I can honestly say I never saw anything of the sort at my university. At my school drugs were frowned upon. You certainly couldn't have them in a chapter house (not unless you wanted to get arrested and have your chapter shut down). Even if you had drugs in an off campus house you ran the risk of having charges brought against you and opening an investigation into your chapter. 

However, I've never heard of sorority women at my school getting into trouble in this way. Any Greek members that did were frowned upon by the rest of the community. Drug use was not a stereotype we wanted any part of, and if you negated our positive impacts in the community with your drug use then we weren't overly fond of you. 

My university's Greek Life worked very hard while I was there to stand up for our values, our pillars: Leadership, Scholarship, Service/Philanthropy, and Brotherhood/Sisterhood. Possessing large quantities of drugs did not make you a leader or a scholar, was not a service to the community, and was a betrayal of your brotherhood/sisterhood that stood for so much more. 

Drug usage is a huge deal, but yes on occasion it did occur. However, it was never something we approved of, and certainly not something we advocated ourselves. 

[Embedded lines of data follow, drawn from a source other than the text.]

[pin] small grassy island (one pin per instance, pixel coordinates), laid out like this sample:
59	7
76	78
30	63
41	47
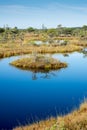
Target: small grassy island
39	63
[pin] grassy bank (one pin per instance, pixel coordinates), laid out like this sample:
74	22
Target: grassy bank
77	120
39	63
7	50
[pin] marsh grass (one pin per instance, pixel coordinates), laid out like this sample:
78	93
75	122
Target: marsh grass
76	120
39	63
7	50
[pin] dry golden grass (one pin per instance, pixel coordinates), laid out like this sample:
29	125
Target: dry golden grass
39	63
7	50
77	120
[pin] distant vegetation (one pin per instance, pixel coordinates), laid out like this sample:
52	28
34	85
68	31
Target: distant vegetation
15	35
39	63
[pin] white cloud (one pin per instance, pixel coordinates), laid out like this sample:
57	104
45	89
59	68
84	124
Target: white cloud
51	15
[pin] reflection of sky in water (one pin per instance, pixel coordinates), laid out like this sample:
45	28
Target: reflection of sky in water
60	91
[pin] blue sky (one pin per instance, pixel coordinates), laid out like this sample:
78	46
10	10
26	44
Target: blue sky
25	13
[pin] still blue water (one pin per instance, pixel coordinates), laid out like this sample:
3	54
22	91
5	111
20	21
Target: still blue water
26	97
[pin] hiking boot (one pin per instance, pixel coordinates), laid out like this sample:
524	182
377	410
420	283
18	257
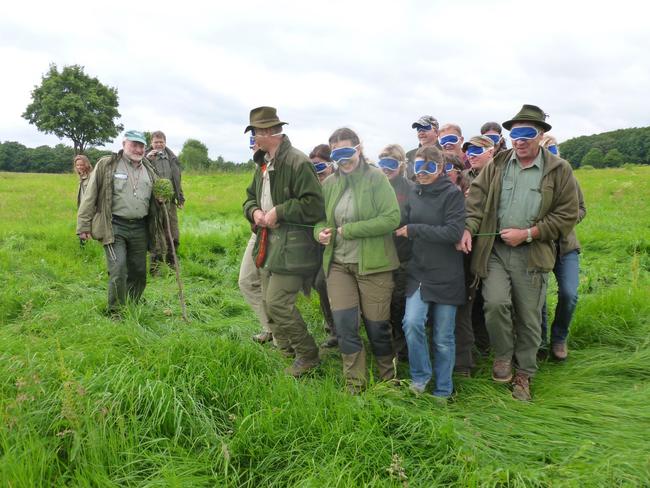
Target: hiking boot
418	388
330	342
302	366
559	351
521	387
502	370
263	337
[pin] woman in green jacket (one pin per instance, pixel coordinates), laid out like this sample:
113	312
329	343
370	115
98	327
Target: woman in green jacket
361	214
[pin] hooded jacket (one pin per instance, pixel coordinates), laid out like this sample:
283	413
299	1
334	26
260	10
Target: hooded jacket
435	222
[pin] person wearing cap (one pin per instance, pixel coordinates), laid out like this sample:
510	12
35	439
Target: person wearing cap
282	202
567	274
470	321
435	285
320	158
427	132
392	161
361	213
450	139
518	205
494	131
119	210
167	166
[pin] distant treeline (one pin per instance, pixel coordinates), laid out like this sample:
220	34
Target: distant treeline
609	149
58	159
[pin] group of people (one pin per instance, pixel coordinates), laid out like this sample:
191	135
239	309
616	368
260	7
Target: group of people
453	240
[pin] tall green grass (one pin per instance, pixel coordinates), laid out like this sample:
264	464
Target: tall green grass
153	401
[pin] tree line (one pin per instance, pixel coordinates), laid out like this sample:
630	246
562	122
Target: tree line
16	157
609	149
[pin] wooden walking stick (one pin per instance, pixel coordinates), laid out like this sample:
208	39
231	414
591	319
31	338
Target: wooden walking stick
163	190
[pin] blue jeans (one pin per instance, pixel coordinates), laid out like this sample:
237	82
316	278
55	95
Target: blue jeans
566	272
444	345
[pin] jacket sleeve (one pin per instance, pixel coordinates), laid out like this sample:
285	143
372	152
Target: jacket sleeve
451	230
563	214
88	204
582	209
251	204
307	205
477	199
387	213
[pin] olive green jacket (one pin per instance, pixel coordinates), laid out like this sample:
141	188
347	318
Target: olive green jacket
298	199
95	211
379	215
557	216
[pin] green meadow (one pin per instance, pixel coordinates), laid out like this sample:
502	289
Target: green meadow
153	401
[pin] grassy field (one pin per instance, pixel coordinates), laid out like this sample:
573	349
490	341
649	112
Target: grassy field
153	401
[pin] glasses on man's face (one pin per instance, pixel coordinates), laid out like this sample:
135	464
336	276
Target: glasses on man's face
450	139
523	133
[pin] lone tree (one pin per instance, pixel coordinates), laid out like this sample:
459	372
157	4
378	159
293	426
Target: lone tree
72	104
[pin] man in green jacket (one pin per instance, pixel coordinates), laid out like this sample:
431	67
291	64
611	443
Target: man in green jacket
518	205
119	210
283	202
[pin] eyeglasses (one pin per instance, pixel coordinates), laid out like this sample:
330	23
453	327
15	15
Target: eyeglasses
425	167
343	154
523	133
320	166
496	138
474	151
388	164
450	139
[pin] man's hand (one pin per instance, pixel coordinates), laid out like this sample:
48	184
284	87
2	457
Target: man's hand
514	237
324	236
271	218
465	244
258	218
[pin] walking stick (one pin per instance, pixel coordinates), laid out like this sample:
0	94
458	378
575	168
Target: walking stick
162	190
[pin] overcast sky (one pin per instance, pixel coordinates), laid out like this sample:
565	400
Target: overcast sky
195	70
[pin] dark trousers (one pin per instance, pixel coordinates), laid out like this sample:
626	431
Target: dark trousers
126	260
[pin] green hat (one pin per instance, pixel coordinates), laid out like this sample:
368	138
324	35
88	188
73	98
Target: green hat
263	118
135	136
480	141
529	113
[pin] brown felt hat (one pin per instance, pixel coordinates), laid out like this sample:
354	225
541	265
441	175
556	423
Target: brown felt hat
263	118
532	114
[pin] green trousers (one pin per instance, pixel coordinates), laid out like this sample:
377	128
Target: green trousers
126	260
279	293
513	306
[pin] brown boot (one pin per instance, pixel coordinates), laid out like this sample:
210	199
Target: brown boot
354	369
502	370
521	387
386	367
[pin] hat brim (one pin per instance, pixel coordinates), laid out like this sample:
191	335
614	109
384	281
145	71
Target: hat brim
264	125
509	123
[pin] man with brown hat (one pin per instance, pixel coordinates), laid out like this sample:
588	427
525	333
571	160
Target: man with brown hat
283	201
518	206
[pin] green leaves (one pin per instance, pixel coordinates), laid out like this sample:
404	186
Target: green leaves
73	105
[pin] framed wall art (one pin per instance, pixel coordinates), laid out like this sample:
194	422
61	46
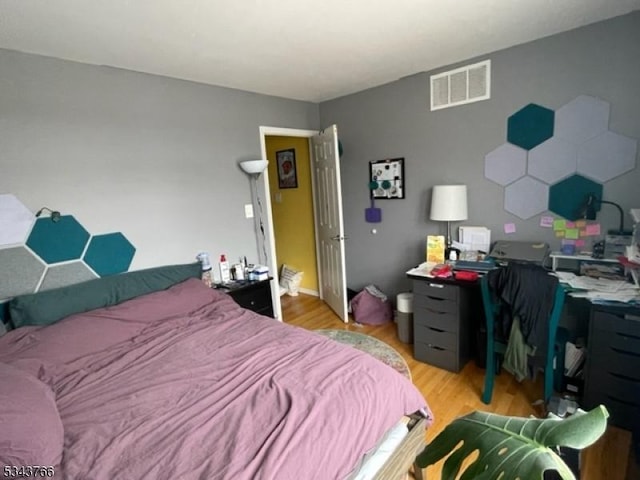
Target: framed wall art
287	173
387	178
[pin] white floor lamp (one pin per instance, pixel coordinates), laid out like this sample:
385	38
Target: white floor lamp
449	204
255	168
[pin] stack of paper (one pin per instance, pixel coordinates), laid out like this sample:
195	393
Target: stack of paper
475	238
573	359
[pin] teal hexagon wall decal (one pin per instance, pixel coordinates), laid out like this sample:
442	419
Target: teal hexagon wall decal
530	126
109	254
58	241
566	197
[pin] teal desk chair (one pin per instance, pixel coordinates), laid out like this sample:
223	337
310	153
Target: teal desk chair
495	348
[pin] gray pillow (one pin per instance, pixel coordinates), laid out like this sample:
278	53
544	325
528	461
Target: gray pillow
45	308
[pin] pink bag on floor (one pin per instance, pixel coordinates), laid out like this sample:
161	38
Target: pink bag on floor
371	307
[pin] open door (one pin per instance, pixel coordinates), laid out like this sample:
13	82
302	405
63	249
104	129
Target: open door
327	196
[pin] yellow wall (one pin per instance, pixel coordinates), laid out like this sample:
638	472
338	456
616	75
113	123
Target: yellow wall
293	214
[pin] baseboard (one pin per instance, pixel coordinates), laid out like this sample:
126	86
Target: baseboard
308	291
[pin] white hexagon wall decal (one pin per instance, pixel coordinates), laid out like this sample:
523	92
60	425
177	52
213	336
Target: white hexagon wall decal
505	164
526	197
552	160
607	156
20	271
582	118
16	220
65	274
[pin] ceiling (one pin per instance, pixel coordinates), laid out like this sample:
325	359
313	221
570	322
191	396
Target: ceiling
297	49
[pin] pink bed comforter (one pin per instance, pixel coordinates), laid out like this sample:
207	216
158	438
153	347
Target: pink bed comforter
184	384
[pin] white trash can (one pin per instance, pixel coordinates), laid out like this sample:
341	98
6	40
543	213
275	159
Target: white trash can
404	303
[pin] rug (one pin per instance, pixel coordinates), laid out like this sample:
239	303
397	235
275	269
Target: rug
370	345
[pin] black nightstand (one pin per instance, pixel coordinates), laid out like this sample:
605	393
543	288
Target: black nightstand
252	295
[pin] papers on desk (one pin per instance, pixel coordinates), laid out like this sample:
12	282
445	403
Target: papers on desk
423	270
474	238
599	288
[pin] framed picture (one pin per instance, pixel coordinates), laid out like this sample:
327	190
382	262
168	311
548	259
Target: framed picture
287	174
386	178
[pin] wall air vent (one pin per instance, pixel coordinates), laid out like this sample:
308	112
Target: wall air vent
467	84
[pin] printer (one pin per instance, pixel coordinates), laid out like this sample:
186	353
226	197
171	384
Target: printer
508	251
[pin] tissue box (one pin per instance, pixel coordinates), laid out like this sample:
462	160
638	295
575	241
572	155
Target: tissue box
259	272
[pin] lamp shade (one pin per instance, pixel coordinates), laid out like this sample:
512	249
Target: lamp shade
254	167
449	203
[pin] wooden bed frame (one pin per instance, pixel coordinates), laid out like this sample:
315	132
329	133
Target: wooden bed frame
398	465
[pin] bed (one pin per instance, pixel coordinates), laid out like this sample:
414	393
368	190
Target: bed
181	382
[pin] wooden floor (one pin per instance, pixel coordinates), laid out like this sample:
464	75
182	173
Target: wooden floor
451	395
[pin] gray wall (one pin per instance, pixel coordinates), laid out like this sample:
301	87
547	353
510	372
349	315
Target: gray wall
152	157
448	146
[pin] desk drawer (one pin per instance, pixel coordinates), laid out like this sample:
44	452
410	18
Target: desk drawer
616	353
614	385
436	356
435	290
622	413
435	336
449	322
435	305
616	323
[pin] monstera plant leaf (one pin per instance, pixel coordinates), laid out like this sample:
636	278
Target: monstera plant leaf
512	447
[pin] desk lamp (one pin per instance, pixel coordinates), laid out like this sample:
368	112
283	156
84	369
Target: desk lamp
449	204
588	211
255	168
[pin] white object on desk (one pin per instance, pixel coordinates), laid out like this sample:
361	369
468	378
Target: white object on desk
422	270
475	238
555	256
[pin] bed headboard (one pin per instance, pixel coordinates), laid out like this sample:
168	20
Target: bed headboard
54	251
38	254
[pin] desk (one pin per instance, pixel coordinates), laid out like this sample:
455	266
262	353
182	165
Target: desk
557	257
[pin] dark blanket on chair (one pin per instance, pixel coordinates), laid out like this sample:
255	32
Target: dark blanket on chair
527	291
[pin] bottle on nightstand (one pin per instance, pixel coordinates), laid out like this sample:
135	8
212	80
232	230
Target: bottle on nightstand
225	275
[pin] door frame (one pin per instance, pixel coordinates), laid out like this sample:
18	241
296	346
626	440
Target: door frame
266	131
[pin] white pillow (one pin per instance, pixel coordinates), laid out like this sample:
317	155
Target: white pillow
290	280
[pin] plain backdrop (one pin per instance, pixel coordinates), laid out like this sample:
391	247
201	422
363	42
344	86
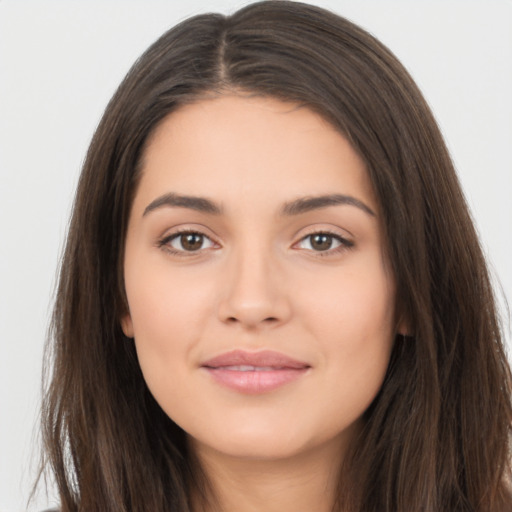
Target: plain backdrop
60	61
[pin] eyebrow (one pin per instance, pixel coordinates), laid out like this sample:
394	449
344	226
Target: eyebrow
295	207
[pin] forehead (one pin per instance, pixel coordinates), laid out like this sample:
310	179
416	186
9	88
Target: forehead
264	149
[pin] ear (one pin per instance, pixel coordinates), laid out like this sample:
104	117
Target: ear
127	325
403	327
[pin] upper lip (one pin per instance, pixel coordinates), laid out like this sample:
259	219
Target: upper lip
263	358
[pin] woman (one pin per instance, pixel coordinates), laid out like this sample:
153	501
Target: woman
272	295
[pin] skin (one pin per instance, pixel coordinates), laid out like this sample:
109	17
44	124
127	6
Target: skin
256	281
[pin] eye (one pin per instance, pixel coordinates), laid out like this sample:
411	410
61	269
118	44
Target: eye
324	242
186	241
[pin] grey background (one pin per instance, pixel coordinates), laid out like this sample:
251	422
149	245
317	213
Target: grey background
60	62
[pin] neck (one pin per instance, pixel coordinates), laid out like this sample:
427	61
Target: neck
300	483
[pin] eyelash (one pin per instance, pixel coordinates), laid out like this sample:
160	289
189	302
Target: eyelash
164	243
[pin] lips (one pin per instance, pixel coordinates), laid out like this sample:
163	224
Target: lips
254	372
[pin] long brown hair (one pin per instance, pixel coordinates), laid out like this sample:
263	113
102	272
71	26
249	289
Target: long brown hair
436	438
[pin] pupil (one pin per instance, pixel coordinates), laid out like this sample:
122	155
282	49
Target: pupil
191	241
321	242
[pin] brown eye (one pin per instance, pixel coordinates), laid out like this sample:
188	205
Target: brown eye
189	241
324	242
321	241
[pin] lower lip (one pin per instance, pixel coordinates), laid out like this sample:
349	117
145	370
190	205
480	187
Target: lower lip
255	382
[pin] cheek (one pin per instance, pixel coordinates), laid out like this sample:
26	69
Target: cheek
168	313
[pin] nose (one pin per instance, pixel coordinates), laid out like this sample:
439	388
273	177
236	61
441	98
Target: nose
253	292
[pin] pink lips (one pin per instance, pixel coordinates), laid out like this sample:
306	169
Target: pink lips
254	372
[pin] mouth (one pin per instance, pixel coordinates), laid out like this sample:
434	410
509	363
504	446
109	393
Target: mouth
254	372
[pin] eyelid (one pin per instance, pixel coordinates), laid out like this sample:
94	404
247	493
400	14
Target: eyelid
344	242
163	242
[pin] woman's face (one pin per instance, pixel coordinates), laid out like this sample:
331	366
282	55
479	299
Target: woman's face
259	297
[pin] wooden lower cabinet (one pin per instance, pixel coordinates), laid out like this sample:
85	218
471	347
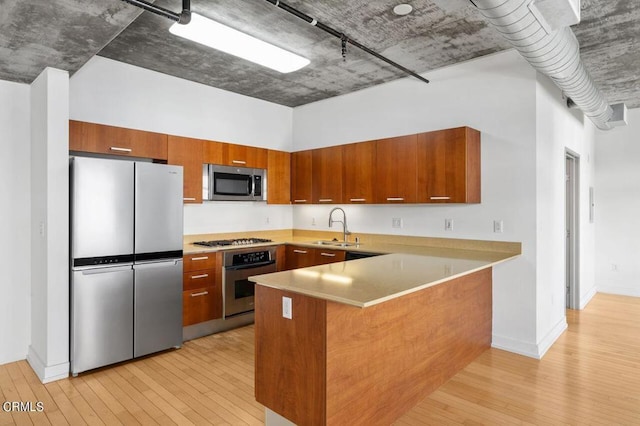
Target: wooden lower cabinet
202	288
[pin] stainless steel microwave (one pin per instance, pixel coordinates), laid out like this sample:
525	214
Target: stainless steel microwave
228	183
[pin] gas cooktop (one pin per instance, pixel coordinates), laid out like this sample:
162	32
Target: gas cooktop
234	242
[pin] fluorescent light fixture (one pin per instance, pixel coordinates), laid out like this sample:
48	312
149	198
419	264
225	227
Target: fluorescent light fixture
220	37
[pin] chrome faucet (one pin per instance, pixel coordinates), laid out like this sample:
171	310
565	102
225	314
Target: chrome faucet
345	231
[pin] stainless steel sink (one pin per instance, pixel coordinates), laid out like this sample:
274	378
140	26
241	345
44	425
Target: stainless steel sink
333	243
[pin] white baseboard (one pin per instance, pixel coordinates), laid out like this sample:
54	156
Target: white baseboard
531	350
584	301
47	373
621	291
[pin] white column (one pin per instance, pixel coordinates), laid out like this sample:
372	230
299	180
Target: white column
49	350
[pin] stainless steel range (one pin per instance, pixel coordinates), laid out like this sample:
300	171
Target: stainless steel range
237	291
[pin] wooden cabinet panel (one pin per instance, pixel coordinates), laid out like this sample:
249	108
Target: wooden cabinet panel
102	139
244	156
187	152
326	182
301	176
202	304
396	170
278	177
324	256
358	160
199	262
449	166
212	152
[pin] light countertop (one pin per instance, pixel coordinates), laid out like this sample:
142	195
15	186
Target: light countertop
369	281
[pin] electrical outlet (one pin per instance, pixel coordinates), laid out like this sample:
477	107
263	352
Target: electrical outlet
448	224
287	309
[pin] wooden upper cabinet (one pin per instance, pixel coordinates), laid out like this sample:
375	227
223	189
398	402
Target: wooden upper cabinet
449	166
278	177
396	170
358	161
102	139
326	182
301	177
187	152
244	156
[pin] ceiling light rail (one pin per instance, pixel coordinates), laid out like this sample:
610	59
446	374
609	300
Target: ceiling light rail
343	37
183	17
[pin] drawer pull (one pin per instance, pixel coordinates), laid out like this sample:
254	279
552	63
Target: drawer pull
115	148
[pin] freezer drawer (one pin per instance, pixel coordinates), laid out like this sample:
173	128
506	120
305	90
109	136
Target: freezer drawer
101	318
158	307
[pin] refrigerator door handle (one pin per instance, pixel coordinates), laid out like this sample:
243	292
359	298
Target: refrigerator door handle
106	270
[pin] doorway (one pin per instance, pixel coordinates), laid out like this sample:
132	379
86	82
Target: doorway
572	228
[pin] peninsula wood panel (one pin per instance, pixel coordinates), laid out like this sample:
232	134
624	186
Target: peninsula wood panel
103	139
290	356
449	166
187	152
358	172
383	360
301	177
278	177
326	182
396	170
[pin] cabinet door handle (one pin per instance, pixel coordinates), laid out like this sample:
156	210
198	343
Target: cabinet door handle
115	148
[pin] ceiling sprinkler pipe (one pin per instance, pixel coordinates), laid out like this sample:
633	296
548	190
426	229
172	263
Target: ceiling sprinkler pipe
555	54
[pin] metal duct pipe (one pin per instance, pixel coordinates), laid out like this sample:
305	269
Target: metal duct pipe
555	53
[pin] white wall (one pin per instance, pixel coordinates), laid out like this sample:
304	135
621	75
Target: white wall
15	232
558	130
49	348
496	95
617	208
118	94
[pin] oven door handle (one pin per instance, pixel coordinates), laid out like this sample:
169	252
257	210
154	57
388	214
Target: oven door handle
251	266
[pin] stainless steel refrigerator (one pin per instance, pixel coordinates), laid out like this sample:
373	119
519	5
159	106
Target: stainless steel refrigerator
126	260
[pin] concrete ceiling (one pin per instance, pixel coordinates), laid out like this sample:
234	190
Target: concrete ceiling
65	34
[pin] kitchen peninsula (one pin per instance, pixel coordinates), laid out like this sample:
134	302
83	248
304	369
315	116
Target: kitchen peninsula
361	342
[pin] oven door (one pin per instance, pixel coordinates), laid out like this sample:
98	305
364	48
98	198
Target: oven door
238	290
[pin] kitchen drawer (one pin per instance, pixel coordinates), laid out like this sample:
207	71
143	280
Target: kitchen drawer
201	304
198	279
199	262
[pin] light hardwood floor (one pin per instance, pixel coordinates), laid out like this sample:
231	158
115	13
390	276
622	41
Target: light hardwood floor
591	375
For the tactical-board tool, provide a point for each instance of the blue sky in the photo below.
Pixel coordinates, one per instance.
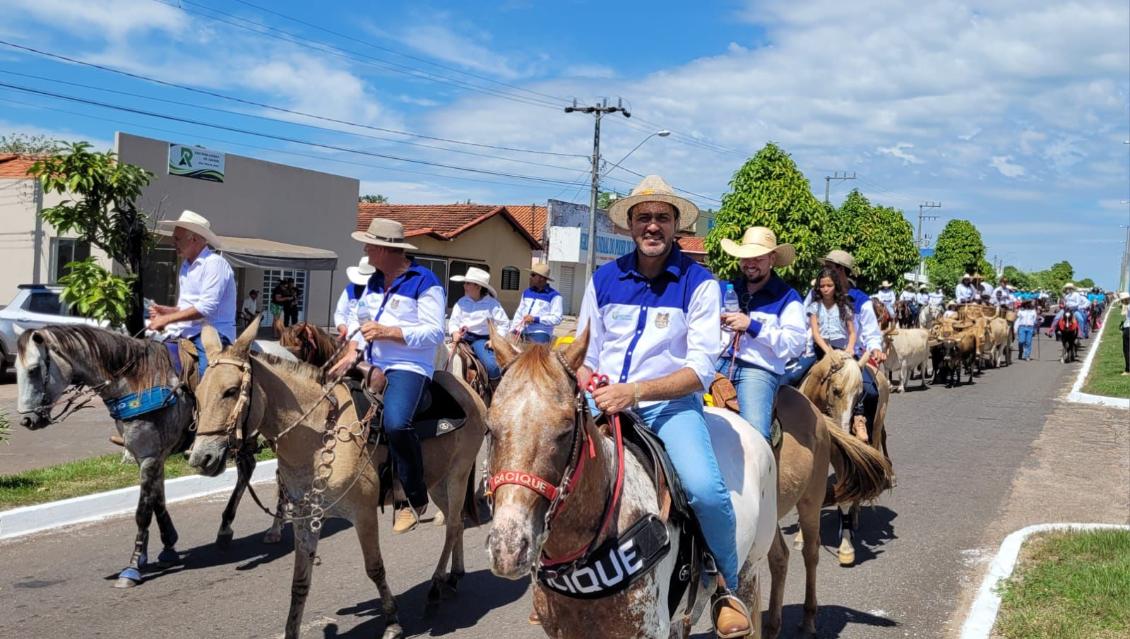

Drug problems are a big deal (that's worth repeating). If you think a friend may have a drug problem speak up, reach out. Most, if not all, campuses should have resources for you to use that will help you get help for your friend. Do your research. You may save a life. 

Comments

  1. So a friend of mine pointed out that her experiences were very different from mine. She witnessed quite a bit more drug use than I did when she was in school only a few years before me.
    However, she did point out that the majority of what she witnessed was not performed by sorority women. This may be because as a sorority woman you are not only accountable to yourself but also your sisters and your national organization. You receive positive peer pressure from the positive women you recruit.
    Now, I've been told I make it sound like drug use didn't happen. It did and does. However, I did not witness anything as intense as the experiences described in Pledged. I'd only even heard rumors of one sorority woman using cocaine and in my four years at school I have never seen it. The majority of what I did see involved occasional marijuana usage. The women I did know that partook in this, did it responsibly. And for every woman I met that had tried it, I'd met another woman who had quit.